Wir stehen eng aneinandergedrängt und da wir beide keinen Alkohol vertragen, sind wir nach dem zweiten Wein perfekt angeheitert und wie aus dem Nichts, liegen seine Lippen auf meinen.
Ich presse meinen Körper enger an seinen, rieche an seinen Locken und genieße den Duft seiner Haut. Er riecht nach dunkler Schokolade, etwas herb und dennoch süß. Seine Hand liegt warm in meinem Nacken und seine Finger streicheln meinen Hals im Rhytmus zum wummernden Bass. Seine Küsse sind sanft und leidenschaftlich, seine Hände unter meinem Pullover warm und genau immer da, wo ich sie gerade haben will. Im Hintergrund läuft Notorious Big mit The sky is the limit.
Ewig sind wir vereint und meine Gedanken sind ausgeschaltet. Ich kann nicht mehr denken. Julian und ich. Auf unserer Welle.
Die Wirkung des Weines lässt nach. Genauso wie das warme Kribbeln in meinem Körper.
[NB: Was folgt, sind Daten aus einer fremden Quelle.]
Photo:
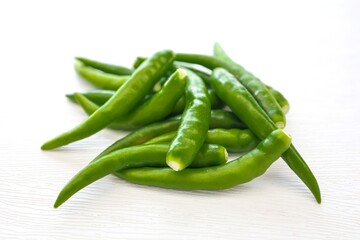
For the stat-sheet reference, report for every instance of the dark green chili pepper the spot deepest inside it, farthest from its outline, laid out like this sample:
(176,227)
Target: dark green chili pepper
(99,97)
(138,61)
(215,102)
(254,85)
(124,100)
(100,79)
(136,156)
(244,105)
(219,119)
(154,109)
(105,67)
(241,170)
(282,101)
(194,124)
(266,100)
(234,140)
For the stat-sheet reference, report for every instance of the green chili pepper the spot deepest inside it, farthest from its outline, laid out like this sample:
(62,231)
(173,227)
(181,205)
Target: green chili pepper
(243,104)
(219,119)
(136,156)
(194,124)
(98,97)
(154,109)
(105,67)
(254,85)
(100,79)
(266,100)
(124,100)
(234,140)
(215,102)
(282,101)
(241,170)
(138,61)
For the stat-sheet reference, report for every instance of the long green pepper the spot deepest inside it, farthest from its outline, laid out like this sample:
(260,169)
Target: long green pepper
(243,104)
(125,99)
(241,170)
(219,119)
(102,80)
(194,124)
(253,84)
(234,140)
(105,67)
(135,157)
(157,107)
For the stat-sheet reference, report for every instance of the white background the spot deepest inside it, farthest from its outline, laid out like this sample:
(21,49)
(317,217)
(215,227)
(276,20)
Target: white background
(309,50)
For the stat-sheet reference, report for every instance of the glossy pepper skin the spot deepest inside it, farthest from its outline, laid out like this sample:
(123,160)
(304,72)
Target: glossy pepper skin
(124,100)
(241,170)
(234,140)
(282,101)
(99,97)
(135,157)
(259,90)
(105,67)
(156,108)
(219,119)
(215,102)
(194,124)
(243,104)
(99,79)
(253,84)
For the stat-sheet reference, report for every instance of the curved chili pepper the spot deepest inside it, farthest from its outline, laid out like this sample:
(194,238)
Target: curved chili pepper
(140,82)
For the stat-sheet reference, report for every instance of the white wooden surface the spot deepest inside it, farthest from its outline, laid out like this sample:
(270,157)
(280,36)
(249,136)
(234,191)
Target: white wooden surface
(310,50)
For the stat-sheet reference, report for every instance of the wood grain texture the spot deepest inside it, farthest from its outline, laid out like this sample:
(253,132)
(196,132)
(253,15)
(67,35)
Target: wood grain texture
(309,50)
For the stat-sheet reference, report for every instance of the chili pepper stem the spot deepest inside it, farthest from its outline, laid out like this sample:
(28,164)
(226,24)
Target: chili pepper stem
(280,124)
(174,163)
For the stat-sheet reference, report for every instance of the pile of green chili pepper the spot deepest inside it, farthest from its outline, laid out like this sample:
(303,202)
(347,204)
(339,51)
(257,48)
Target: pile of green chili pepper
(180,131)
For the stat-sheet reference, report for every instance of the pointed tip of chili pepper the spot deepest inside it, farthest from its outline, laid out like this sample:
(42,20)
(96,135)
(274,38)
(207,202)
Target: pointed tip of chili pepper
(280,125)
(58,203)
(182,73)
(285,108)
(174,164)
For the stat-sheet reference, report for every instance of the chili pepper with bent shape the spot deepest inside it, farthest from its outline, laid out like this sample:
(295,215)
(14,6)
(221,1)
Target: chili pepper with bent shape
(194,124)
(243,104)
(136,156)
(241,170)
(99,79)
(219,119)
(253,84)
(105,67)
(282,101)
(234,140)
(156,108)
(124,100)
(99,97)
(266,100)
(215,102)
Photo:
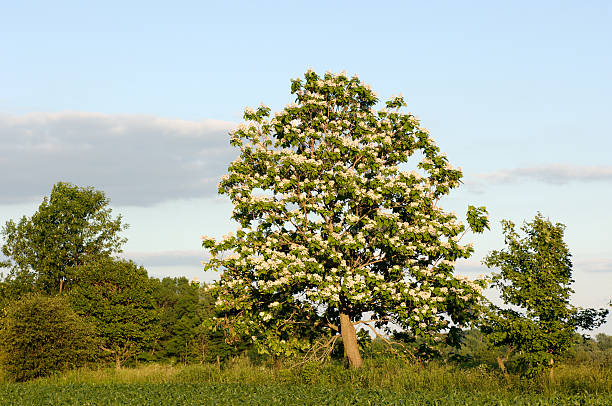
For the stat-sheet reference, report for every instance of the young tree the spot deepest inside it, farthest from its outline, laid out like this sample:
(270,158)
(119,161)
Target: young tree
(40,335)
(178,305)
(535,274)
(71,227)
(117,297)
(332,226)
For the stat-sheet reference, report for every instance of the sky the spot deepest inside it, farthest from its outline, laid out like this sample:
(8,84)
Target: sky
(137,99)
Ich will nur noch weg und spüre, wie mehrere Augenpaare auf uns gerichtet sind. Unauffällig drehe ich mich mit kleinen Bewegungen in alle Richtungen um. Kein bekanntes Gesicht. „Ich gehe kurz zur Toilette.“ Er nickt, lächelt und drückt mir einen Kuss auf den Mund.
Ich verlasse die Bar durch den Hinterausgang und rufe mir- vor Kälte zitternd- ein Taxi. Vor der Haustür streiche ich kurz über unser Klingelschild mit den zwei Nachnamen, die so symbiotisch klingen, wenn man sie hintereinander ausspricht.